Der Director von Assassin's Creed: Origins betont noch einmal: Messe-Demos sind nicht final. Vorher hatte es Kritik an den Gesichtsanimationen gegeben.

von Elena Schulz,
25.09.2017 12:18 Uhr

Spieler sollen sich keine Sorgen über die Gesichtsanimationen in AC: Origins machen.Spieler sollen sich keine Sorgen über die Gesichtsanimationen in AC: Origins machen.

Die Gesichtsanimationen in Assassin's Creed: Origins sollen nicht wie bei Mass Effect: Andromeda beim Release für Aufregung sorgen. Nach Kritik an den Gesichtern zur E3, betonte das Game Director Ashraf Ismail noch einmal im Rahmen eines Interviews auf der PAX (via gamingbolt).

So würden die Builds, die man auf Messen wie der E3 sieht, nicht immer dem aktuellen Produktionsstand entsprechen:

"Eine Sache: die Leute wissen nicht, was hinter den Kulissen in der Produktion vorgeht und wie das genau funktioniert. Wir machen diese Demos und an irgendeinem Punkt lösen wir sie vom Entwicklungsprozess, um sie zu stabilisieren, zu verfeinern und aufzubereiten, damit sie von einem Massenpublikum gespielt werden können."

"Das Team arbeitet Tag und Nacht am Feinschliff"

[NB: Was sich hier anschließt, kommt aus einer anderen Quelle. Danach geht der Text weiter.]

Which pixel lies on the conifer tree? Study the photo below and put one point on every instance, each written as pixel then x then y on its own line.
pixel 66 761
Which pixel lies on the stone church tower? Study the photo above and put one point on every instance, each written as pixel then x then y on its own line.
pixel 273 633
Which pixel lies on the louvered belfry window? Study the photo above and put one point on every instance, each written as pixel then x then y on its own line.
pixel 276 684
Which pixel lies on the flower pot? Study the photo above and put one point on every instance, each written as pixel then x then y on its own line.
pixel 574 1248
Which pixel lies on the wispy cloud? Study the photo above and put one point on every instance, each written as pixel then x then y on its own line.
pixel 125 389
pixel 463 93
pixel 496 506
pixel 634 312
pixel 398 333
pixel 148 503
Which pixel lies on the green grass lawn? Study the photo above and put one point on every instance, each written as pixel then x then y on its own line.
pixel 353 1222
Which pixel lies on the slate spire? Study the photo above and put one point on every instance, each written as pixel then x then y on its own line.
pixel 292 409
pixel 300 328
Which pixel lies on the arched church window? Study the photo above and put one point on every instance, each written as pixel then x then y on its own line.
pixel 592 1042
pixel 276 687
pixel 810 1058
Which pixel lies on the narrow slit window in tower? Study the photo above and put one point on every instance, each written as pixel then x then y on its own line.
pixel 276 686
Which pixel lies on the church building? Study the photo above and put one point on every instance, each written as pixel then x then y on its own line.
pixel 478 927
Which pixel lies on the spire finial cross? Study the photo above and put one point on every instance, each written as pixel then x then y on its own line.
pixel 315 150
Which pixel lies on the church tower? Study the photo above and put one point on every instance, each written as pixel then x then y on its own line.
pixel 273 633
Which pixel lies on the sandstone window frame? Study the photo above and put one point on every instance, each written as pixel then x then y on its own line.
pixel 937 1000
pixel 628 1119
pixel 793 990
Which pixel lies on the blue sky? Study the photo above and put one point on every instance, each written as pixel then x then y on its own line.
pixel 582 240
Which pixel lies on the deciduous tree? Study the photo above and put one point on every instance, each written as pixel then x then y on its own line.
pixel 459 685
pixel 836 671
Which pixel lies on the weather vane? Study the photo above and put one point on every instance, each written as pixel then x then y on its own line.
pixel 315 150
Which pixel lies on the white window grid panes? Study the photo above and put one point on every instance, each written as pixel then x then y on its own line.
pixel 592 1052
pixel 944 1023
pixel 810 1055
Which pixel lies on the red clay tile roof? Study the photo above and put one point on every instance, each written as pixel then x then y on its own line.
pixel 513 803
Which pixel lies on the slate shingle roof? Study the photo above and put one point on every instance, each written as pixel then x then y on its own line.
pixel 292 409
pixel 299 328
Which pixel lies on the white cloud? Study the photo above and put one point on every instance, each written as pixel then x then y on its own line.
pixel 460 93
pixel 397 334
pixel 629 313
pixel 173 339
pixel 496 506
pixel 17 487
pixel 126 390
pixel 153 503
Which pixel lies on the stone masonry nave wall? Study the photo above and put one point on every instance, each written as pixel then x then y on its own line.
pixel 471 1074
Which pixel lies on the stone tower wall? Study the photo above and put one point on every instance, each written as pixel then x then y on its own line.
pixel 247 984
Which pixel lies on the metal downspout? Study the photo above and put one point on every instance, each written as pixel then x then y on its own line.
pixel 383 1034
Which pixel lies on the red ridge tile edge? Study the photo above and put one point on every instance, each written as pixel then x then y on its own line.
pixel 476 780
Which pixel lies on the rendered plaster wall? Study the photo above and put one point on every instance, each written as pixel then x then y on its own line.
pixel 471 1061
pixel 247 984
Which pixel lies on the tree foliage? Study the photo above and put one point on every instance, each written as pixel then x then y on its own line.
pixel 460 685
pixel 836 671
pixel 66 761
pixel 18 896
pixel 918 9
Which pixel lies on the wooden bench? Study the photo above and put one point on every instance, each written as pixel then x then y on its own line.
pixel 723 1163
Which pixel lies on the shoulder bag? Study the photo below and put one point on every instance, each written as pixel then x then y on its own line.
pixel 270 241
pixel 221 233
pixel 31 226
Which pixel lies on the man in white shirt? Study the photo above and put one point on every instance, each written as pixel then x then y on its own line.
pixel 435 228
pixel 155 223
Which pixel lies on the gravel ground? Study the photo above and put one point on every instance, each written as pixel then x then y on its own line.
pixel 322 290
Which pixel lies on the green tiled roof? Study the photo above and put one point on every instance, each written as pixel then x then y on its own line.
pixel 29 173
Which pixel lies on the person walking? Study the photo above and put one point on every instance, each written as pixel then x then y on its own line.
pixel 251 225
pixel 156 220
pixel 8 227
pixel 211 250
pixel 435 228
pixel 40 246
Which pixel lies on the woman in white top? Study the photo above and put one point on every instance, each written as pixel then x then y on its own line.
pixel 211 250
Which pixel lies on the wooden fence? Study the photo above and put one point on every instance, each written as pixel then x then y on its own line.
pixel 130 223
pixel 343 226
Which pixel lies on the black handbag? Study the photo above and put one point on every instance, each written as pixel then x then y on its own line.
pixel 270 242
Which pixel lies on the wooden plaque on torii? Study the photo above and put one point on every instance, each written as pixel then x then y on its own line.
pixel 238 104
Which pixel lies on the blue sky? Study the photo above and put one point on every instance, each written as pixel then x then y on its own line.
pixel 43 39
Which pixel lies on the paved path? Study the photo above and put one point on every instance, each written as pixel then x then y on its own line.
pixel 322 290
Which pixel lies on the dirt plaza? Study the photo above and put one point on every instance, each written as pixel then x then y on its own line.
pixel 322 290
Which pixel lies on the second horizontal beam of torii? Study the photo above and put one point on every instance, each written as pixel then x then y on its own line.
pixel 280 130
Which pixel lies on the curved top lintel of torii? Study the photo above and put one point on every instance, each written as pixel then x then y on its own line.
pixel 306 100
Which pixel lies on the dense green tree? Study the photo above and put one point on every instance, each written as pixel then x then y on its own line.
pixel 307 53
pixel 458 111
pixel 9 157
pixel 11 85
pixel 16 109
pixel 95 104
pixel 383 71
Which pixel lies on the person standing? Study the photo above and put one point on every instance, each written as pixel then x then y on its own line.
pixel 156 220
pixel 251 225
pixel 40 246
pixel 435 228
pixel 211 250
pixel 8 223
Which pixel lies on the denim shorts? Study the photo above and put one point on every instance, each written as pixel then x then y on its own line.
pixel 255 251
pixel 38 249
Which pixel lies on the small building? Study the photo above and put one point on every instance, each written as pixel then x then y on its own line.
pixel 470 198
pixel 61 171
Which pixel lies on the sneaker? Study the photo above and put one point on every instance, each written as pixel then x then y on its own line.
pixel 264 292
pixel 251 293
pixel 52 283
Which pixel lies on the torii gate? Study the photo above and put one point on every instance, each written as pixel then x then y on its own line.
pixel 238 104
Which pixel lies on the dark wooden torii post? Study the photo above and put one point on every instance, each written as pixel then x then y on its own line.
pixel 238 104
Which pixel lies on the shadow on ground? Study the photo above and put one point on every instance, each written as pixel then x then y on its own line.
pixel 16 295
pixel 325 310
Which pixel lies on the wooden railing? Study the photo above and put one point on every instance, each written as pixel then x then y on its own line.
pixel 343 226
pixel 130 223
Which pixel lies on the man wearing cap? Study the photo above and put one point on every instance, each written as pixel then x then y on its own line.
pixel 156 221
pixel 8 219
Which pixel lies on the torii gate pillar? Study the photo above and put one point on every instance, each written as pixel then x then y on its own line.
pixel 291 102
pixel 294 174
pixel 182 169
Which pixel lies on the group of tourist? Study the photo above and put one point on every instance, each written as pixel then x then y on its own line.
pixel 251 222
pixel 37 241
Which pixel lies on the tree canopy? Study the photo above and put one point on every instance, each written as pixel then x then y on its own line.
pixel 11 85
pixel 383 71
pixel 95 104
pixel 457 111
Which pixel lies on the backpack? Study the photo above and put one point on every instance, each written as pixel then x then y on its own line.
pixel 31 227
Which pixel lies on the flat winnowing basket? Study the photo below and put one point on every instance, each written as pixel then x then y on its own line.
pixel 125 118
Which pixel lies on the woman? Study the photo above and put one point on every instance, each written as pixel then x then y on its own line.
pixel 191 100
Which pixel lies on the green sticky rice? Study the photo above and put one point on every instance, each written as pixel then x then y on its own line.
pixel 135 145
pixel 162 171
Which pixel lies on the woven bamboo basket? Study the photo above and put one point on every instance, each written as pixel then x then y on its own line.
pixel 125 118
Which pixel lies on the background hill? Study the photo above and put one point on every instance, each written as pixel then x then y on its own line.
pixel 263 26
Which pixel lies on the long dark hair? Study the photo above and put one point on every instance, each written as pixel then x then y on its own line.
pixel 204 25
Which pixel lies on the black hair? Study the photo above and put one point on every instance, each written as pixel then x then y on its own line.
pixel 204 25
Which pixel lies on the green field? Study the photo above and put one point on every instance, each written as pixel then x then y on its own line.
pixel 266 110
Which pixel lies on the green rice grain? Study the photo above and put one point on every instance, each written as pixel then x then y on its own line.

Währenddessen sei das Team im Hintergrund damit beschäftigt, genau solche Kritikpunkte auszumerzen und zahlreiche Änderungen umzusetzen. Man würde seit der E3 permanent und sehr effizient am Feinschliff arbeiten.

Der tatsächliche Spielinhalt sei schon lange fertig. Bei den Präsentationen sei es wichtiger, ein lebendiges und spielbares Spiel zu zeigen, statt sich auf Animationen oder Zwischensequenzen zu konzentrieren und die Demo deshalb zurückzuhalten.

"Ich verstehe die Sorgen und habe das Feedback gesehen, aber ich würde sagen, wir haben genug Zeit bis zum Release. Wir arbeiten immer weiter am Feinschliff bis das Spiel die Qualität erreicht, mit der wir zufrieden sind."

Ein Desaster wie zum Launch von Mass Effect: Andromeda braucht man laut Ismail also nicht zu fürchten. Hier hatten die Animationen für allerlei Spott im Internet gesorgt. Später stellte sich heraus, dass hinter dem neuen Mass Effect wohl eine von Problemen geplagte Entwicklungsgeschichte lag.